Date: Mon, 06 May 2024 11:39:39 +0200 [thread overview]
Message-ID: <87fruvl1no.fsf@gmail.com> (raw)
In-Reply-To: <20240503205729.6354-1-ludo@gnu.org> ("Ludovic Courtès"'s message of "Fri, 3 May 2024 22:57:29 +0200")
Hi Ludo,
On ven., 03 mai 2024 at 22:57, Ludovic Courtès <ludo@gnu.org> wrote:
> +# Why you should care
[...]
> Badges aren’t much better: the presence
> +of a “verified” badge only shows that the commit is signed by the
> +OpenPGP key *currently registered* for the corresponding GitLab/GitHub
> +account. If you register a new key, or if you leave the project, your
> +commits lose their badge. Not helpful either, not to mention that this
> +is all tied to the hosting site you’re on, outside of Git’s control.
Well, there is a double-sword here, IMHO. Because considering the
“keyring” branch approach, it reads: « keys of users who left the
project are necessary to authenticate past commits. »
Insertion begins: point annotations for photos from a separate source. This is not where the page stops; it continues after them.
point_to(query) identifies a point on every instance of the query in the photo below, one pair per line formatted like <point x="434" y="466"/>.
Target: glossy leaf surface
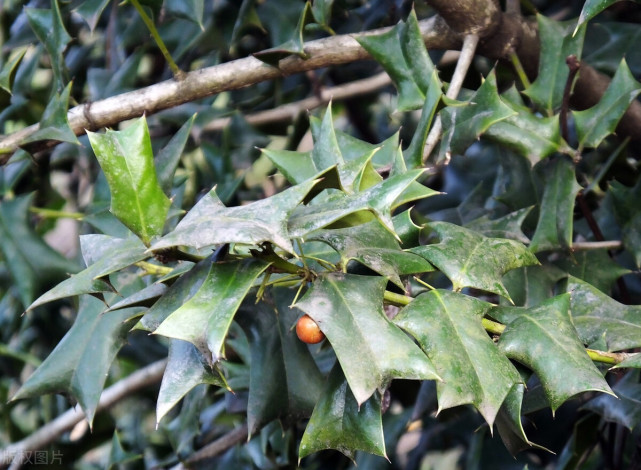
<point x="544" y="339"/>
<point x="470" y="259"/>
<point x="349" y="310"/>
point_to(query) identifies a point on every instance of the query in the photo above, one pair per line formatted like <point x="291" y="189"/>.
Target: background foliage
<point x="474" y="318"/>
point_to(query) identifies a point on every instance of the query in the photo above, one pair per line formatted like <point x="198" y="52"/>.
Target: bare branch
<point x="289" y="111"/>
<point x="142" y="378"/>
<point x="334" y="50"/>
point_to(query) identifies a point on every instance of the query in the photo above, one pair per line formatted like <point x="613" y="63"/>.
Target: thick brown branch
<point x="507" y="33"/>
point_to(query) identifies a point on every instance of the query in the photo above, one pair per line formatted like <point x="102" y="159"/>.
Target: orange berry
<point x="308" y="330"/>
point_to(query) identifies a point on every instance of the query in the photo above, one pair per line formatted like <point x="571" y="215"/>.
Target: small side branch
<point x="51" y="431"/>
<point x="462" y="66"/>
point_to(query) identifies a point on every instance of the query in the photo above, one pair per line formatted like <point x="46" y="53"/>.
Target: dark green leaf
<point x="591" y="8"/>
<point x="128" y="163"/>
<point x="402" y="53"/>
<point x="448" y="327"/>
<point x="371" y="350"/>
<point x="294" y="45"/>
<point x="414" y="153"/>
<point x="378" y="200"/>
<point x="594" y="267"/>
<point x="118" y="455"/>
<point x="278" y="387"/>
<point x="114" y="254"/>
<point x="209" y="222"/>
<point x="509" y="425"/>
<point x="168" y="158"/>
<point x="599" y="317"/>
<point x="178" y="293"/>
<point x="48" y="27"/>
<point x="623" y="409"/>
<point x="191" y="10"/>
<point x="90" y="11"/>
<point x="463" y="125"/>
<point x="8" y="71"/>
<point x="32" y="263"/>
<point x="544" y="339"/>
<point x="596" y="123"/>
<point x="375" y="247"/>
<point x="554" y="228"/>
<point x="340" y="422"/>
<point x="531" y="285"/>
<point x="80" y="363"/>
<point x="186" y="368"/>
<point x="205" y="318"/>
<point x="508" y="226"/>
<point x="143" y="298"/>
<point x="529" y="135"/>
<point x="470" y="259"/>
<point x="557" y="43"/>
<point x="54" y="124"/>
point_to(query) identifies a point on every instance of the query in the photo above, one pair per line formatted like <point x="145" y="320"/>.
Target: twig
<point x="240" y="73"/>
<point x="48" y="433"/>
<point x="236" y="436"/>
<point x="602" y="245"/>
<point x="290" y="111"/>
<point x="465" y="60"/>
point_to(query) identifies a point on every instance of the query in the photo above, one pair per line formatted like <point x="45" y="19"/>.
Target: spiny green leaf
<point x="168" y="158"/>
<point x="508" y="226"/>
<point x="115" y="254"/>
<point x="79" y="364"/>
<point x="278" y="387"/>
<point x="544" y="339"/>
<point x="509" y="425"/>
<point x="54" y="124"/>
<point x="128" y="163"/>
<point x="623" y="409"/>
<point x="178" y="293"/>
<point x="402" y="53"/>
<point x="596" y="123"/>
<point x="186" y="368"/>
<point x="595" y="267"/>
<point x="532" y="136"/>
<point x="554" y="228"/>
<point x="379" y="200"/>
<point x="205" y="318"/>
<point x="591" y="8"/>
<point x="448" y="327"/>
<point x="294" y="45"/>
<point x="340" y="422"/>
<point x="470" y="259"/>
<point x="191" y="10"/>
<point x="33" y="265"/>
<point x="90" y="11"/>
<point x="530" y="285"/>
<point x="557" y="43"/>
<point x="599" y="317"/>
<point x="9" y="69"/>
<point x="372" y="350"/>
<point x="373" y="246"/>
<point x="209" y="222"/>
<point x="414" y="153"/>
<point x="463" y="125"/>
<point x="50" y="30"/>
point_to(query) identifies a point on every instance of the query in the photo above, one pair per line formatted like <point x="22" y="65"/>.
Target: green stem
<point x="497" y="328"/>
<point x="520" y="71"/>
<point x="178" y="74"/>
<point x="54" y="214"/>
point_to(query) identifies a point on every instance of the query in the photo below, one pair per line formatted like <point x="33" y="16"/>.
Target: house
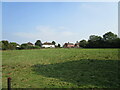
<point x="48" y="45"/>
<point x="68" y="45"/>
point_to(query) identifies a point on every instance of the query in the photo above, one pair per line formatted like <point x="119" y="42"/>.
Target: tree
<point x="38" y="43"/>
<point x="83" y="43"/>
<point x="95" y="41"/>
<point x="13" y="45"/>
<point x="59" y="45"/>
<point x="53" y="42"/>
<point x="110" y="39"/>
<point x="24" y="46"/>
<point x="109" y="36"/>
<point x="5" y="45"/>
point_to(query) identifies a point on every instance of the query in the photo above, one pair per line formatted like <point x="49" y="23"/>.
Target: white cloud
<point x="47" y="33"/>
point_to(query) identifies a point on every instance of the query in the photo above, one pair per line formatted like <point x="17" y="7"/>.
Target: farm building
<point x="48" y="45"/>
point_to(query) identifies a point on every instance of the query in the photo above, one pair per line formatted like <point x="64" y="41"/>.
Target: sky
<point x="61" y="22"/>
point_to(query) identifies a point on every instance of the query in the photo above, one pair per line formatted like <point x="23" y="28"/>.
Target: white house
<point x="48" y="45"/>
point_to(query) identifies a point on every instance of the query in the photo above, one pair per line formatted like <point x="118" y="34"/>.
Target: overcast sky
<point x="57" y="21"/>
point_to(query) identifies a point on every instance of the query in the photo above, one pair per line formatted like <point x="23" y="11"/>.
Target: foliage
<point x="59" y="45"/>
<point x="53" y="42"/>
<point x="38" y="43"/>
<point x="83" y="43"/>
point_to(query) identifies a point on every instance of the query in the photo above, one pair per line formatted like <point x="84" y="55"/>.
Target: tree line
<point x="6" y="45"/>
<point x="108" y="40"/>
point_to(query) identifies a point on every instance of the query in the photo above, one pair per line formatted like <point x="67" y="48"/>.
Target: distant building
<point x="48" y="45"/>
<point x="71" y="45"/>
<point x="68" y="45"/>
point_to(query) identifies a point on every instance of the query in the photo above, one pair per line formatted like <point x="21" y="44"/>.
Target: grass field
<point x="61" y="68"/>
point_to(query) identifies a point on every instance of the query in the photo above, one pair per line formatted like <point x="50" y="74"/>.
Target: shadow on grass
<point x="89" y="73"/>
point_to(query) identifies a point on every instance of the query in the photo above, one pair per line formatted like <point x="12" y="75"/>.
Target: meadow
<point x="61" y="68"/>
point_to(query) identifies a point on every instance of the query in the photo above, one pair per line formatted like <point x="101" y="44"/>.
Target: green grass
<point x="61" y="68"/>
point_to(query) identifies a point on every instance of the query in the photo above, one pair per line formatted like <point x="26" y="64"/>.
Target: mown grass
<point x="61" y="68"/>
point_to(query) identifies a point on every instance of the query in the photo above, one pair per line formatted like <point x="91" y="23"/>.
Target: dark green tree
<point x="95" y="41"/>
<point x="38" y="43"/>
<point x="5" y="45"/>
<point x="53" y="42"/>
<point x="13" y="45"/>
<point x="83" y="43"/>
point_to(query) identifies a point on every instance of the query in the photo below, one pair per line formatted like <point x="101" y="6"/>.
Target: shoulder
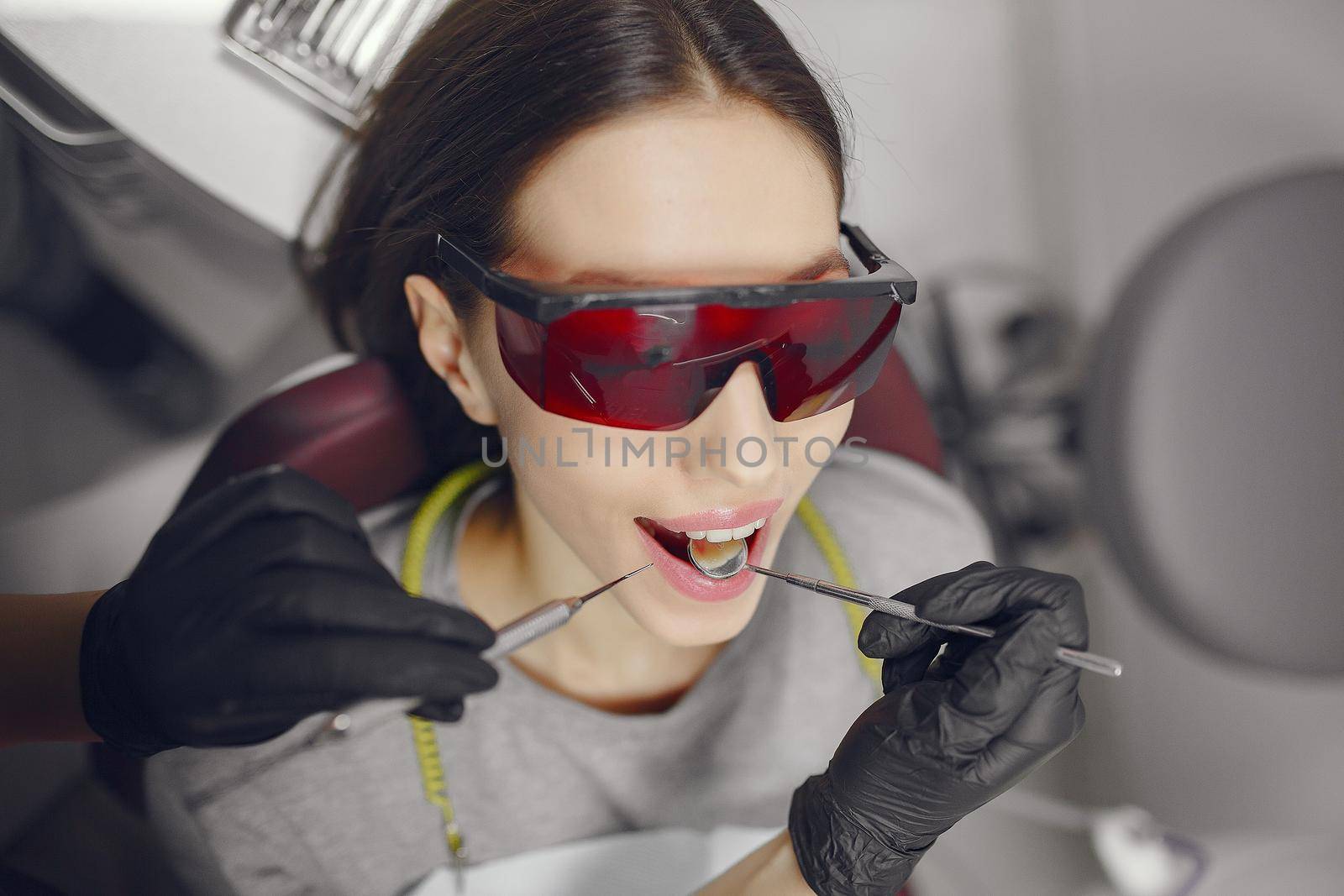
<point x="897" y="521"/>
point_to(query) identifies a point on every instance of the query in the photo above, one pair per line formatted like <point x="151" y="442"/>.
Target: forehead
<point x="679" y="194"/>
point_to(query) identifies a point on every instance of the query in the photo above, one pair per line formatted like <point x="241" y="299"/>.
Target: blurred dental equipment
<point x="725" y="559"/>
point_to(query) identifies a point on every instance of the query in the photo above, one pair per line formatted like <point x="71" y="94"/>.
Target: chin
<point x="680" y="622"/>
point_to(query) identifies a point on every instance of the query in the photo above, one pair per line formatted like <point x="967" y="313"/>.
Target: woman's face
<point x="692" y="195"/>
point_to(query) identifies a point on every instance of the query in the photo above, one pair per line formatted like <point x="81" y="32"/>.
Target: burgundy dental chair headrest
<point x="354" y="430"/>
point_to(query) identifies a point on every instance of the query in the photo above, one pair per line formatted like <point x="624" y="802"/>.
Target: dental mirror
<point x="718" y="559"/>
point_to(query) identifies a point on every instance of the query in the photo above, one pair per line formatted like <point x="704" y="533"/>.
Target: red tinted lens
<point x="658" y="369"/>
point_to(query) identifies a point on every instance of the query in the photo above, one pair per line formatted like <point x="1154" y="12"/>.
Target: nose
<point x="732" y="439"/>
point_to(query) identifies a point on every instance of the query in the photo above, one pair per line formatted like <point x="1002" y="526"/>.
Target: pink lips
<point x="690" y="580"/>
<point x="721" y="517"/>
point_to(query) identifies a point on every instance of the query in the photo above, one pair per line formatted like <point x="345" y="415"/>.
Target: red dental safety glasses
<point x="654" y="359"/>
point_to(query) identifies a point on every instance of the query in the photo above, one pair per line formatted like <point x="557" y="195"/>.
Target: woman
<point x="622" y="144"/>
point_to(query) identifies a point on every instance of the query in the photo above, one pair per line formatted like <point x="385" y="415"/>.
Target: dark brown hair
<point x="479" y="102"/>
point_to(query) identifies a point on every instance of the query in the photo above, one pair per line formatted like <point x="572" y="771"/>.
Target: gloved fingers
<point x="212" y="728"/>
<point x="991" y="689"/>
<point x="898" y="672"/>
<point x="990" y="594"/>
<point x="1048" y="723"/>
<point x="924" y="591"/>
<point x="445" y="711"/>
<point x="291" y="539"/>
<point x="360" y="667"/>
<point x="887" y="637"/>
<point x="273" y="490"/>
<point x="324" y="600"/>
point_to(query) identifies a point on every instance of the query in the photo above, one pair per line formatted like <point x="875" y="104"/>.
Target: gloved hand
<point x="945" y="738"/>
<point x="255" y="606"/>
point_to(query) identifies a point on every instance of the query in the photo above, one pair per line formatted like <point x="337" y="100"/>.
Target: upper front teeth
<point x="723" y="535"/>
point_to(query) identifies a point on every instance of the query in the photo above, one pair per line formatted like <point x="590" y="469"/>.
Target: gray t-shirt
<point x="528" y="768"/>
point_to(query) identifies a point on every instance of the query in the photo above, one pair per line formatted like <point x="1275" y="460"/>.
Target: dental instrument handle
<point x="1079" y="658"/>
<point x="544" y="620"/>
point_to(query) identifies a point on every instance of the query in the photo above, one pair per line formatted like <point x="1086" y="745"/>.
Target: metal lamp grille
<point x="331" y="53"/>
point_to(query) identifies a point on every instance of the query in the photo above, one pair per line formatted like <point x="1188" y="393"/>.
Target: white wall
<point x="1063" y="137"/>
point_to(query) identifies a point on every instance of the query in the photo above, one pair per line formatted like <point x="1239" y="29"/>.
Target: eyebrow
<point x="827" y="262"/>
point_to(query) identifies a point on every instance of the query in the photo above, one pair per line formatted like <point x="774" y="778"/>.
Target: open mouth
<point x="667" y="543"/>
<point x="676" y="543"/>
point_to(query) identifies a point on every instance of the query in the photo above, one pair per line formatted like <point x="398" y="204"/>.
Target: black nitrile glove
<point x="255" y="606"/>
<point x="944" y="739"/>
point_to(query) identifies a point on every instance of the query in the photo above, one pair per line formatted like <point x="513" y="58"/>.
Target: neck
<point x="511" y="560"/>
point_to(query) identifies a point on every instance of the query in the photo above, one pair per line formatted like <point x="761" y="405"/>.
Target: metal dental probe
<point x="546" y="618"/>
<point x="723" y="559"/>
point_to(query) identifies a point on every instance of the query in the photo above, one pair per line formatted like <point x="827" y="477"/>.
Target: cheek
<point x="816" y="439"/>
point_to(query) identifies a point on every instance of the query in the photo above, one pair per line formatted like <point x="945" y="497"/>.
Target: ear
<point x="443" y="340"/>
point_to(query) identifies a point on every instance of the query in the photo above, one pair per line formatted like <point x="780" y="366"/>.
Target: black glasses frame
<point x="544" y="302"/>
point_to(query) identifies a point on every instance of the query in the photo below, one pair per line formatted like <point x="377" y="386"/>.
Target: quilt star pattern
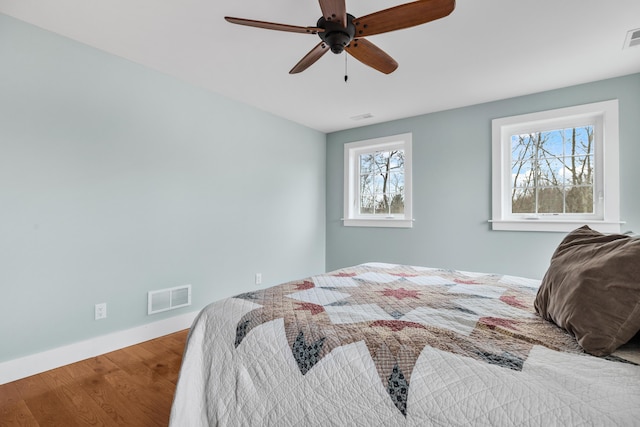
<point x="398" y="310"/>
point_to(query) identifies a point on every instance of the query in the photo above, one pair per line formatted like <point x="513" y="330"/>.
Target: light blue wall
<point x="116" y="180"/>
<point x="452" y="187"/>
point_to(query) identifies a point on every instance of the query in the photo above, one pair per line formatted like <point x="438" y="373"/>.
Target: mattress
<point x="396" y="345"/>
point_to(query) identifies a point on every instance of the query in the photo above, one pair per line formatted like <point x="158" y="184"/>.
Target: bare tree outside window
<point x="382" y="182"/>
<point x="552" y="171"/>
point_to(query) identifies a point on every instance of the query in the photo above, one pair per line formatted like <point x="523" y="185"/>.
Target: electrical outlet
<point x="101" y="311"/>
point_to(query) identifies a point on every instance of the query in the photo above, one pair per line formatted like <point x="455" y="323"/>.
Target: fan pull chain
<point x="346" y="77"/>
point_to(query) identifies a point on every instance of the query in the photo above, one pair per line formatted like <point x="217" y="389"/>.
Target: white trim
<point x="351" y="152"/>
<point x="557" y="226"/>
<point x="606" y="216"/>
<point x="23" y="367"/>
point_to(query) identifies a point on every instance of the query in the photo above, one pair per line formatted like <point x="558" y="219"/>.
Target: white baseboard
<point x="40" y="362"/>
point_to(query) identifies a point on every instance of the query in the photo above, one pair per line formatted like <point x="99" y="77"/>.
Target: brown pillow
<point x="592" y="289"/>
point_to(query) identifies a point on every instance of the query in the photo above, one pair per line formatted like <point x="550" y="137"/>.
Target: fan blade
<point x="369" y="54"/>
<point x="273" y="25"/>
<point x="334" y="10"/>
<point x="403" y="16"/>
<point x="311" y="57"/>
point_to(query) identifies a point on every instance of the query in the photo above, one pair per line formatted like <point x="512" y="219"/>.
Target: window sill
<point x="382" y="222"/>
<point x="560" y="226"/>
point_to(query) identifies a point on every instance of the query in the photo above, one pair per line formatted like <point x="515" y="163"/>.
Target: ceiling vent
<point x="633" y="38"/>
<point x="362" y="116"/>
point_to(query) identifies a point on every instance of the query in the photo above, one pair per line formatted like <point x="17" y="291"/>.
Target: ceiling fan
<point x="340" y="31"/>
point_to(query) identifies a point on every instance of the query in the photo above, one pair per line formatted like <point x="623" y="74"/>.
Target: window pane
<point x="580" y="200"/>
<point x="549" y="167"/>
<point x="579" y="141"/>
<point x="550" y="200"/>
<point x="381" y="204"/>
<point x="366" y="163"/>
<point x="366" y="205"/>
<point x="397" y="203"/>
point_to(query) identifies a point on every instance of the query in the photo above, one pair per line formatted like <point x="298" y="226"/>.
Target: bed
<point x="399" y="345"/>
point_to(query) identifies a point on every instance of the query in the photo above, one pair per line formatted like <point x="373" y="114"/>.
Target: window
<point x="557" y="170"/>
<point x="377" y="182"/>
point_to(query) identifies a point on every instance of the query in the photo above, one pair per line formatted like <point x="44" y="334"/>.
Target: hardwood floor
<point x="133" y="386"/>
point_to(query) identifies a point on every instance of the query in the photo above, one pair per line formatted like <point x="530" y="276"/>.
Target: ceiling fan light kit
<point x="340" y="31"/>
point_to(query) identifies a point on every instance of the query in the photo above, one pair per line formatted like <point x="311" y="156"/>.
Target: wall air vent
<point x="168" y="299"/>
<point x="633" y="38"/>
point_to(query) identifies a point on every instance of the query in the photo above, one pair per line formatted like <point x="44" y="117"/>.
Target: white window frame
<point x="352" y="151"/>
<point x="606" y="217"/>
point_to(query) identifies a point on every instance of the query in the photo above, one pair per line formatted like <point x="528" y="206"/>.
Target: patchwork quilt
<point x="383" y="344"/>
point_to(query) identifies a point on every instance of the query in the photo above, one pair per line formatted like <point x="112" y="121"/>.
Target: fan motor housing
<point x="335" y="35"/>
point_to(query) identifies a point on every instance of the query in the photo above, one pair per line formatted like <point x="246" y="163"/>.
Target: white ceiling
<point x="484" y="51"/>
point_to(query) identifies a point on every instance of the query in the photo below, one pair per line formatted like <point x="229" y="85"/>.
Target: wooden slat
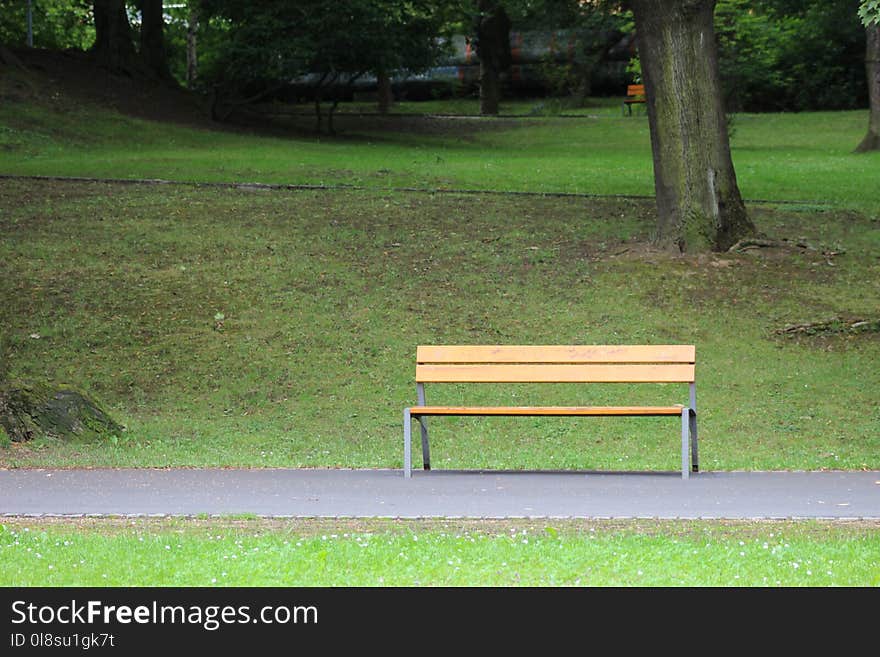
<point x="547" y="410"/>
<point x="433" y="373"/>
<point x="556" y="354"/>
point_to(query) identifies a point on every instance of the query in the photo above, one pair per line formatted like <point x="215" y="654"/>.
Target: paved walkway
<point x="450" y="494"/>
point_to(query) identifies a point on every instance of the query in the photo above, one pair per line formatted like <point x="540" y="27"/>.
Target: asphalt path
<point x="439" y="494"/>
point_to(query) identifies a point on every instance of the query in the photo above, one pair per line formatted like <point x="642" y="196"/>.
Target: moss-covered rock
<point x="29" y="410"/>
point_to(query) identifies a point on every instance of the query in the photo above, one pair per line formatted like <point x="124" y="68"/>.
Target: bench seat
<point x="560" y="411"/>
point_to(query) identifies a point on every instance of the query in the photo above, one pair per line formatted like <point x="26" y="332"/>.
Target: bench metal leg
<point x="685" y="426"/>
<point x="695" y="460"/>
<point x="407" y="444"/>
<point x="426" y="449"/>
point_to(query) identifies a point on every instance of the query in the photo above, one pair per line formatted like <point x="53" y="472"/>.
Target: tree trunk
<point x="153" y="51"/>
<point x="492" y="28"/>
<point x="490" y="90"/>
<point x="383" y="89"/>
<point x="114" y="48"/>
<point x="31" y="410"/>
<point x="192" y="59"/>
<point x="871" y="142"/>
<point x="699" y="206"/>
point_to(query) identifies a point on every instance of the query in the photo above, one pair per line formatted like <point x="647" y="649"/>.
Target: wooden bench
<point x="555" y="364"/>
<point x="635" y="94"/>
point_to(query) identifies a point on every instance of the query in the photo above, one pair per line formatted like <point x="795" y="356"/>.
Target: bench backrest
<point x="635" y="90"/>
<point x="556" y="364"/>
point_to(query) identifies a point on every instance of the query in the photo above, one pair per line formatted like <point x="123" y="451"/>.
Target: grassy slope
<point x="324" y="297"/>
<point x="802" y="157"/>
<point x="254" y="553"/>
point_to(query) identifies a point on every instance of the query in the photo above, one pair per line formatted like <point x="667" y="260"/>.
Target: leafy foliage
<point x="869" y="11"/>
<point x="276" y="41"/>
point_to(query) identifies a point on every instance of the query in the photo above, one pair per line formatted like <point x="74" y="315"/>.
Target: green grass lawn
<point x="222" y="552"/>
<point x="254" y="327"/>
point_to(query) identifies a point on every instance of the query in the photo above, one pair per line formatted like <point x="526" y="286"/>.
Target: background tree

Therefore, I do not see the problem with badges if you apply the same
constraint: do not remove the keys. Somehow, I would mitigate this
paragraph.
Other said, the main (and maybe only one) cons against badges is that
the (meta)information does not belong to the Git repository itself but
is registered somewhere in the platform^W service. And that breaks the
decentralized “claim“, i.e., it forces developer to login in such
services; it locks all contributors in one service.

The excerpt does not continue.